"Flux-balance formulae" for extreme mass-ratio inspirals

TL;DR

This paper presents a new Hamiltonian-based derivation of flux-balance formulae for extreme mass-ratio inspirals, extending applicability to resonant orbits and simplifying previous methods, aiding gravitational-wave modeling.

Contribution

A novel Hamiltonian derivation of flux formulae that includes resonant orbits and simplifies analysis of self-forced motion in Kerr spacetime.

Findings

Derivation applicable to resonant and non-resonant orbits.

Simpler Hamiltonian approach using action-angle variables.

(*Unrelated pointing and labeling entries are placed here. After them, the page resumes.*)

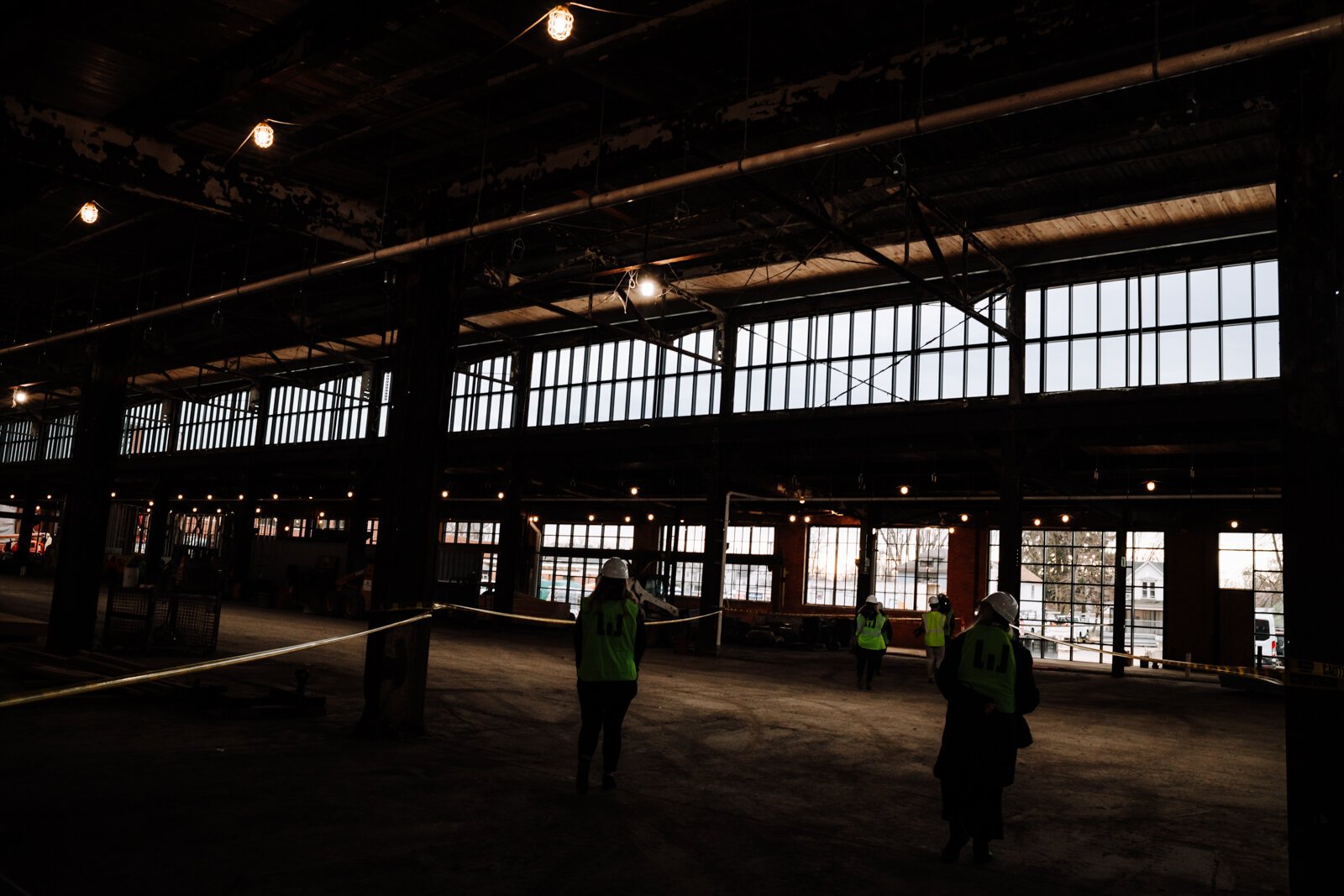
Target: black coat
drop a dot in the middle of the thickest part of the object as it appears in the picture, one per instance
(980, 747)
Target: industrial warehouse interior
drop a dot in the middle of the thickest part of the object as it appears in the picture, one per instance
(343, 345)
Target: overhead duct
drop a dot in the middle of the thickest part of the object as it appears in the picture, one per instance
(1312, 33)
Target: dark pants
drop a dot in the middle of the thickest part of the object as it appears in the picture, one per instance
(974, 810)
(869, 663)
(602, 705)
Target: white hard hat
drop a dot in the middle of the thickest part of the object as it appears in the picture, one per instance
(1005, 605)
(616, 569)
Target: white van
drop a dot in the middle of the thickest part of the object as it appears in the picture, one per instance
(1269, 642)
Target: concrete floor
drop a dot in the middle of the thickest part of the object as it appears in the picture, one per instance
(757, 772)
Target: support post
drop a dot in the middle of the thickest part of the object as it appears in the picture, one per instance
(396, 663)
(1119, 604)
(1310, 278)
(84, 520)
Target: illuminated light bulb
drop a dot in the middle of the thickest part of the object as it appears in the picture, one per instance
(559, 23)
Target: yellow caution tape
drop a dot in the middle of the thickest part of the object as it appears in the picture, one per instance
(1245, 672)
(158, 674)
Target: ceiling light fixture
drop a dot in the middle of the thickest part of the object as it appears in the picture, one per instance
(559, 23)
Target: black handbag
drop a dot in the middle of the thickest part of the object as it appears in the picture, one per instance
(1021, 732)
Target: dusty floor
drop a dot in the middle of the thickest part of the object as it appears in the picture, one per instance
(757, 772)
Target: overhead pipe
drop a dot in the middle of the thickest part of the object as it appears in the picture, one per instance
(1312, 33)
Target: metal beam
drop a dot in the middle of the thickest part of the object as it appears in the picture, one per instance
(111, 156)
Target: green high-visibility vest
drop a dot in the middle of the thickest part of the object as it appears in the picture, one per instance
(870, 631)
(988, 665)
(608, 640)
(936, 629)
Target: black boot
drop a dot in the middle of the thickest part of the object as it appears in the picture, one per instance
(581, 775)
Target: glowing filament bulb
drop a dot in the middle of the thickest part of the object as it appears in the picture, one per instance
(559, 23)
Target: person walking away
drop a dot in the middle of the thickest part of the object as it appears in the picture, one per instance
(934, 627)
(873, 636)
(987, 680)
(608, 647)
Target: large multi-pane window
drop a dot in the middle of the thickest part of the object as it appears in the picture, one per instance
(1179, 327)
(1254, 562)
(683, 562)
(18, 441)
(1068, 591)
(463, 553)
(573, 557)
(335, 410)
(225, 421)
(625, 380)
(483, 396)
(832, 566)
(145, 427)
(911, 566)
(60, 437)
(871, 356)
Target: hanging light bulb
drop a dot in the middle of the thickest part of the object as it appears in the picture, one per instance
(559, 23)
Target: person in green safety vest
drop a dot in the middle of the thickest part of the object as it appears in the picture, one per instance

Compatible with existing flux computation codes.

Abstract

The "flux-balance formulae" that determine the averaged evolution of energy, azimuthal angular momentum, and Carter constant in terms of the averaged asymptotic gravitational-wave fluxes for inspirals of small bodies into Kerr black holes were first derived about 15 years ago. However, this derivation is restricted to the case that the background Kerr geodesics are non-resonant (i.e., the radial and angular motions are always incommensurate), and excludes the resonant case that can be important for the radiative dynamics of extreme mass-ratio inspirals. We give here a new derivation of the flux formulae based on Hamiltonian dynamics of a self-forced particle motion, which is a valuable tool for analyzing self-force effects on generic (eccentric, inclined) bound orbits in the Kerr spacetime. This Hamiltonian derivation using action-angle variables is much simpler than the previous one, applies to resonant inspirals without any complication, and can be straightforwardly implemented by using analytical/numerical Teukolsky-based flux codes.